# Can't use HDMI video port

## bandreabis

I came here because I can't use HDMI video port on my notebook.

I can't understand how to enable it.

Split from Enable HDMI Support which is a different problem. -- NeddySeagoon

----------

## NeddySeagoon

bandreabis,

A few things.   First, the power on sequence is important for HDMI.

The HDMI display must be powered on before the PC, or the display may not be detected.

Your notebook probably has a Fn key sequence to switch between the internal display, the external display and both.

Its a feature of the notebooke, not Gentoo and varies from notebook to notebook.

Having got the power up sequence correct, can you switch displays?

If not, what is the make and model of your notebook?

We will need to read the user manual.

Put the /var/log/Xorg.0.log file onto a pastebin site.

Put the dmesg output onto a pastebin site.  Neither will fit into a post.

----------

## bandreabis

Gosh! I did not think about it! Sorry.
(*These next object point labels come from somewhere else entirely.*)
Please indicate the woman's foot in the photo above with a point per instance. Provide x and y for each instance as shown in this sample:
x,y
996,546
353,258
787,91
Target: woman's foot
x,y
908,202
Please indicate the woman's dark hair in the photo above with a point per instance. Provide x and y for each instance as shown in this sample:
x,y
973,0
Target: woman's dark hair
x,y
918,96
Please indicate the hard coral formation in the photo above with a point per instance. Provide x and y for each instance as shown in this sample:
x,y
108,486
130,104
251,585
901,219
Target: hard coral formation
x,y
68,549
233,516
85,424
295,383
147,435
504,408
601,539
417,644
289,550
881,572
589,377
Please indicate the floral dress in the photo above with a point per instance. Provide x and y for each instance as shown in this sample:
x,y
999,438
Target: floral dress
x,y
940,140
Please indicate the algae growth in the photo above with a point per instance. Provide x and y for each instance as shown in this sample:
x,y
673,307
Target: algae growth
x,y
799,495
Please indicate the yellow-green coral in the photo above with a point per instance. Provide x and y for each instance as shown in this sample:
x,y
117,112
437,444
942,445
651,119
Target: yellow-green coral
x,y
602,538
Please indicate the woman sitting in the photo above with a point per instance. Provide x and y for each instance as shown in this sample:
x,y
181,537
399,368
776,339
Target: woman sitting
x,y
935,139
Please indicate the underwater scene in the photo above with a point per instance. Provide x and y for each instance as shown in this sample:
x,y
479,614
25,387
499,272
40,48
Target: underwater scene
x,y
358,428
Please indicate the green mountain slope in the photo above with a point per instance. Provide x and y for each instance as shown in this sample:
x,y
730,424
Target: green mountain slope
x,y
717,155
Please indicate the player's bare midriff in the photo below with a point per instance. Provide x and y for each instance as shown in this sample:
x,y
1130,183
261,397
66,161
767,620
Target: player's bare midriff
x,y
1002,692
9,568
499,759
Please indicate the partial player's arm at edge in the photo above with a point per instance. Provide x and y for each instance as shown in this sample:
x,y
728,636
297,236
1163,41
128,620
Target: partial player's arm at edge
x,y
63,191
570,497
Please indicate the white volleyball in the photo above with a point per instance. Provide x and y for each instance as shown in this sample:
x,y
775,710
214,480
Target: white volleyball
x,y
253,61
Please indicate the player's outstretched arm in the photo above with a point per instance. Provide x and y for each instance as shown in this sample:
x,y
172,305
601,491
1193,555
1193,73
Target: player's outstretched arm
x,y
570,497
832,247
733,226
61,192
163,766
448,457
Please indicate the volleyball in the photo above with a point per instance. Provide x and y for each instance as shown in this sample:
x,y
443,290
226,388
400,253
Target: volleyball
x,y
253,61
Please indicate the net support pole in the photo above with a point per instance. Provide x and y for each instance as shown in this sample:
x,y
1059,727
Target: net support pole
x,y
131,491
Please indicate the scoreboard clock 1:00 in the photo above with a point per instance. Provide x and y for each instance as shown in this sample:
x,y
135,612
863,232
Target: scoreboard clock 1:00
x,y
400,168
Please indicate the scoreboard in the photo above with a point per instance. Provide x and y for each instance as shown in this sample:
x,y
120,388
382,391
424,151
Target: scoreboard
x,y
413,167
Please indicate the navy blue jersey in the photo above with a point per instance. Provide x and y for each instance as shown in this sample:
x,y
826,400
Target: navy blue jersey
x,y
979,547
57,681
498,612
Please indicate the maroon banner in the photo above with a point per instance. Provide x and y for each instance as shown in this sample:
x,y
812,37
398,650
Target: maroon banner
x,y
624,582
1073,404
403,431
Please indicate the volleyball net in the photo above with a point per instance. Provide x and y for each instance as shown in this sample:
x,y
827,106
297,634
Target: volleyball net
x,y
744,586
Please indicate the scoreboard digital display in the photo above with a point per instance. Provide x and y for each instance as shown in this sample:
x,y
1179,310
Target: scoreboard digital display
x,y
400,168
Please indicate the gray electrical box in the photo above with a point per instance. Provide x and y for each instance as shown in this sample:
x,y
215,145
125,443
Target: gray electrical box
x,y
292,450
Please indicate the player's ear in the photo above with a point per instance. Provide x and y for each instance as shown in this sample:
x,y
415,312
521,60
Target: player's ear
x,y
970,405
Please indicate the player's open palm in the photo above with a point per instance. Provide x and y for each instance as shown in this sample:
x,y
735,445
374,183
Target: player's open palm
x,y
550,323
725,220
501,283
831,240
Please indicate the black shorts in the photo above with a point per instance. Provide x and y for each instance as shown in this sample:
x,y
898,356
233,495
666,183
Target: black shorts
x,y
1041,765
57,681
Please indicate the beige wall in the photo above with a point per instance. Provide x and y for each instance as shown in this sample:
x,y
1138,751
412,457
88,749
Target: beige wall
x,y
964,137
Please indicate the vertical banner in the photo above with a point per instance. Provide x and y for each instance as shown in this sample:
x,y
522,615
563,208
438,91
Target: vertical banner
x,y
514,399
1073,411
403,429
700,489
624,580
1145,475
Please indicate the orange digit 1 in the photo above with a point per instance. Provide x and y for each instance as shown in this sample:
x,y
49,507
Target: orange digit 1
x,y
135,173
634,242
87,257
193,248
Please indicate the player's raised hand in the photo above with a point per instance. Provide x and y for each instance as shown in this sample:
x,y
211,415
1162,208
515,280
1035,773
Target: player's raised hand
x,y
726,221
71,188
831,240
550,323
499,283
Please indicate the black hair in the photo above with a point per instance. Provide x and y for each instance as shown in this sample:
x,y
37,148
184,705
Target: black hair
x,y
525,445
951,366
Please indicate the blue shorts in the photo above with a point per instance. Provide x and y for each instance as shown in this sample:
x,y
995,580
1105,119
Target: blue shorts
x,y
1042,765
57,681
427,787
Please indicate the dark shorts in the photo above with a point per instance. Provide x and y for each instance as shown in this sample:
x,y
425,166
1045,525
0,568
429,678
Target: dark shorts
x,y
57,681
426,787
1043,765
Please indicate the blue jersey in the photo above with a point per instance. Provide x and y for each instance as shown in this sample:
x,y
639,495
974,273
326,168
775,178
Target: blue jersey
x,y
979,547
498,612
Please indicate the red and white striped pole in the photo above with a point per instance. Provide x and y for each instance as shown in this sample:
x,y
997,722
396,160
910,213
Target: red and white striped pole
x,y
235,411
By evening I'm gonna test it.

Many thanks.

But a question arises:

Is it normal I even can't see the external monitor in system settings screen section?

----------

## NeddySeagoon

bandreabis,

Yes.  It needs to be detected first.

----------

## bandreabis

Sorry. I remember that I connected the HDMI TV and restarted notebook, but the same it did not show up.

----------

## NeddySeagoon

bandreabis,

The next step is to post the information I asked for then.

----------

## bandreabis

Yes, sure.

As soon as I grab it.

----------

## Jaglover

With my hardware I can start up the PC first and then power on the TV set connected to the HDMI, after running xrandr --auto the HDMI starts working, with audio and everything.

----------

## NeddySeagoon

Jaglover,

Many but not all, work that way. 

Lets get the easy boundary cases out of the way first.

----------

## bandreabis

 *NeddySeagoon wrote:*   

> bandreabis,
> 
> A few things.   First, the power on sequence is important for HDMI.
> 
> The HDMI display must be powered on before the PC, or the display may not be detected.
> ...

 

My notebook: HP 15-bc014nl

Xorg.log http://pastebin.com/raw/0GDGfmxF

tra cui: 

[     6.619] (II) intel(0): Output HDMI1 has no monitor section

[     6.619] (II) intel(0): Enabled output HDMI1

[     6.696] (II) config/udev: Adding input device HDA Intel PCH HDMI (/dev/input/event11)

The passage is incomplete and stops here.